O fato de aquele cientista americano citar com tanta seriedade a opinião do Visconde fez Dona Benta sorrir.
– Aqui entre nós, Mr. Champignon – disse ela em seguida – acha que o Visconde seja realmente um sábio de verdade? Não tem qualquer dúvida sobre a ciencinha dele?
O químico-geólogo possuía a alma pura, dessas onde os sentimentos invejosos não entram. Respondeu com o coração nas mãos:
– Acho, sim, minha senhora. Acho que o Senhor Visconde de Sabugosa do Poço Fundo (que é como a Senhorita Emília me disse que ele se chama), é na realidade um grande sábio. E isso me assombra extraordinariamente, porque, afinal de contas, não passa dum sabugo. Logo que aqui cheguei meu queixo caiu; primeiro, ao ver um sabugo vivente; depois, ao verificar que era falante; e por fim, ao reconhecer nele um sábio – mas sábio de verdade, desses que descobrem coisas e mudam as diretrizes da civilização.

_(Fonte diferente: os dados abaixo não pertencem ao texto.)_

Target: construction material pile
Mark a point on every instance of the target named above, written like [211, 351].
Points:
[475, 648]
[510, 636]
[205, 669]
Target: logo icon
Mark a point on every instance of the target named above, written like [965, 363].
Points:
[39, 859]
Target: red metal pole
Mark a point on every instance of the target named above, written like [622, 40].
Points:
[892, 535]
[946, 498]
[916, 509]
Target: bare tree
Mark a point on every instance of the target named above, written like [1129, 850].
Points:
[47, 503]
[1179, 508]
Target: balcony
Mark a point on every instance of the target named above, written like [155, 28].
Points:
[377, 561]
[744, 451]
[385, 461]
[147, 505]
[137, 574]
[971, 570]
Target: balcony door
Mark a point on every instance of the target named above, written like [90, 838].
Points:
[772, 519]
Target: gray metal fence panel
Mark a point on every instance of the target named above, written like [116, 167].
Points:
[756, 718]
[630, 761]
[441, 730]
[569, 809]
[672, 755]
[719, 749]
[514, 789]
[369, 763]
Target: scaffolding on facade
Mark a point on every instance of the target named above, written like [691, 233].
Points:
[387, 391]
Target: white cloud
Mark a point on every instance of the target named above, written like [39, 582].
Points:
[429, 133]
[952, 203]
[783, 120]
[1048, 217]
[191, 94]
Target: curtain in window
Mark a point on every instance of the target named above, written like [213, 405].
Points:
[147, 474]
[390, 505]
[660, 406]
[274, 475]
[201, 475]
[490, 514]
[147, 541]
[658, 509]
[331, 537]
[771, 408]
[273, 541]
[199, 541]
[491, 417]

– Será possível, Mr. Champignon?
– Perfeitamente, minha senhora. Já escrevi a uma sociedade científica da América sobre o estranho fenômeno. Mandei um memorial sobre o Visconde. Estou convencido, entretanto, de que ninguém me levará a sério – e não me queixo. Eu faria o mesmo. Se me falassem dum sabugo assim, eu não acreditaria. Mas vi. Estou vendo, e sou forçado a concordar com Shakespeare quando disse que há na terra e no céu mais coisas que o supõe a nossa vã filosofia. O Visconde, minha senhora, ainda há de assombrar o mundo – quando o mundo puser de lado a incredulidade e prestar atenção nele.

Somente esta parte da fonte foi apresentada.